The climate of Provence is the one constant, in that it constantly changes and is very different according to altitude. Summer, is traditionally sunny, hot and dry with clear cool nights and by mid –August thunderstorms come through to announce the coming autumn and harvest season.
Relief from the heat can always come in the form of the Mistral, the cold wind of the north that starts blowing suddenly, sweeping down the Rhone River valley dropping temperatures 30 degrees. The wind is ceaseless and will go on maddeningly for days pounding shutters, spitting grit everywhere. In the heat of summer, its refreshing when it first arrives but more appreciated when it leaves. In the winter it’s never welcome.

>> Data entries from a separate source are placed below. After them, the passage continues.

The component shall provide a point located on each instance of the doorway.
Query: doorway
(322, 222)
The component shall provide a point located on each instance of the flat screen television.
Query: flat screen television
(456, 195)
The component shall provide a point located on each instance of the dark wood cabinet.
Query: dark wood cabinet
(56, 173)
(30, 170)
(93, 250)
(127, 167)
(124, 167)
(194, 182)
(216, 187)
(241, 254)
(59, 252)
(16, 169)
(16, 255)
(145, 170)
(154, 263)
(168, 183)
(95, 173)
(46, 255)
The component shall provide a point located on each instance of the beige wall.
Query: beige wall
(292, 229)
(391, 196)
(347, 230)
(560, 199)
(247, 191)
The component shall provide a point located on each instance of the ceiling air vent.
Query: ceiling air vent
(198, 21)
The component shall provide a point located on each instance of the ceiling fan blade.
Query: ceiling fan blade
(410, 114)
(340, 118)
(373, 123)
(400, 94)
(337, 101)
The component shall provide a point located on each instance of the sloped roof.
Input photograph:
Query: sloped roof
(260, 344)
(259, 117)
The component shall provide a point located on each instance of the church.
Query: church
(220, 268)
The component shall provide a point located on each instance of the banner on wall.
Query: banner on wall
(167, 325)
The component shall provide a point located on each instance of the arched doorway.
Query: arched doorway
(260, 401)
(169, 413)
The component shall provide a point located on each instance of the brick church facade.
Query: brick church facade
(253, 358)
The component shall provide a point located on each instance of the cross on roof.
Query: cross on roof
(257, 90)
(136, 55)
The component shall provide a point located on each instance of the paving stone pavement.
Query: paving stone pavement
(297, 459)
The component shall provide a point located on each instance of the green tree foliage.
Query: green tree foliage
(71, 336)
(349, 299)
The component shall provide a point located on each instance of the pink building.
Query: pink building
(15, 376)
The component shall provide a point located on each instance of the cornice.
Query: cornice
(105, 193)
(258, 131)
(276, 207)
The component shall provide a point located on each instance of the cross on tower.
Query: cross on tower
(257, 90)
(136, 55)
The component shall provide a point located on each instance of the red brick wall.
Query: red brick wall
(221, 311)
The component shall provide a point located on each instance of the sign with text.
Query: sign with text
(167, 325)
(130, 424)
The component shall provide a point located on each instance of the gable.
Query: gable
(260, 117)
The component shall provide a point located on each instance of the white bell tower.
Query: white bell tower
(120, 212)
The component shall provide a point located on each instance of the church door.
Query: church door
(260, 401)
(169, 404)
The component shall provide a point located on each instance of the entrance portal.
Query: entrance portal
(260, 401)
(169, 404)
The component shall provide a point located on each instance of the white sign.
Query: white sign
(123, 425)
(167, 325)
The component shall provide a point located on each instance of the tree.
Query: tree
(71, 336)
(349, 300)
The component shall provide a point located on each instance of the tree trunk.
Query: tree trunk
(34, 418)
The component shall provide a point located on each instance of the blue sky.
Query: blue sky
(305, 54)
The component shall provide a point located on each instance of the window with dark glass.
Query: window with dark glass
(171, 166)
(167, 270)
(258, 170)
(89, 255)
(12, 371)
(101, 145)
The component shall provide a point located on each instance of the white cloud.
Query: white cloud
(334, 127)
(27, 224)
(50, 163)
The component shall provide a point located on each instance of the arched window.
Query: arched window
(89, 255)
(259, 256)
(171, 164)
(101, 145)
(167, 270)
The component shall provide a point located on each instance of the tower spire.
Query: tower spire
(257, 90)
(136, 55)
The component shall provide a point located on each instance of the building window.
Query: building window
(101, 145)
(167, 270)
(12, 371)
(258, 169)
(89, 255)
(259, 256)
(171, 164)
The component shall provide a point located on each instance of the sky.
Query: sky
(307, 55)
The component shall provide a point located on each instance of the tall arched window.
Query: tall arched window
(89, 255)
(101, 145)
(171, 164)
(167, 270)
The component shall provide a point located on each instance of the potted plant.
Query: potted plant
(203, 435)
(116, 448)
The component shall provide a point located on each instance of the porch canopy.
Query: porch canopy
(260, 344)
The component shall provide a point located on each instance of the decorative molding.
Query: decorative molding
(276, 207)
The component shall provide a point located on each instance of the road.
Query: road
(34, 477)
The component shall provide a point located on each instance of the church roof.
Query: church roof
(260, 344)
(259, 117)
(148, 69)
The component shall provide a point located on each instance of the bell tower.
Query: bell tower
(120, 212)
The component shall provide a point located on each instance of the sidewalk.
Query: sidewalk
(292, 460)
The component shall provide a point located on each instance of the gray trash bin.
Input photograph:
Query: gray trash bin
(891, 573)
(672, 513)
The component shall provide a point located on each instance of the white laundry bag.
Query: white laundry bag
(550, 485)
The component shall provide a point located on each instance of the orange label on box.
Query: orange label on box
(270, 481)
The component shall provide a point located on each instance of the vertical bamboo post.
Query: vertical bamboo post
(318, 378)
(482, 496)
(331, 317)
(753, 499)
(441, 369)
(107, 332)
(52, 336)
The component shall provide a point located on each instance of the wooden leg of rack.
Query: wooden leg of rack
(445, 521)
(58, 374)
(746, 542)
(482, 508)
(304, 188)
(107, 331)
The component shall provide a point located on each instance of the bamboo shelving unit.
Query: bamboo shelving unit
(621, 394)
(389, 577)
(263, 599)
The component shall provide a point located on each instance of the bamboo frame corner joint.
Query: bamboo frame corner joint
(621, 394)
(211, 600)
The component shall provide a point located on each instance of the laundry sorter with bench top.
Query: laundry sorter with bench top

Summer is the season most visitors see Provence, as in the blooming lavender fields of July in the blinding white sun & cerulian blue skies. For long stretches, the temperatures can run up to 100 degrees during the days, prompting hordes to rush to the beaches. The crowds are horrendous, but the combined colors of the Provencal sky and the Mediterranean azure are spectacular together and always offer some relief. By September the heat and sunlight decrease quickly, by mid-month snow can often be seen at the upper mountain reaches of the region.
In addition to the sea, Provence is also blessed with an abundance of ground water which may be its greatest defining feature agriculturally, and by implication culturally. Like California, the region is able to supply an impressive array of produce throughout the year because of it’s ample water & sun. Aside from irrigation, all the springs allow for human settlement with clean drinking, washing and water power for mills.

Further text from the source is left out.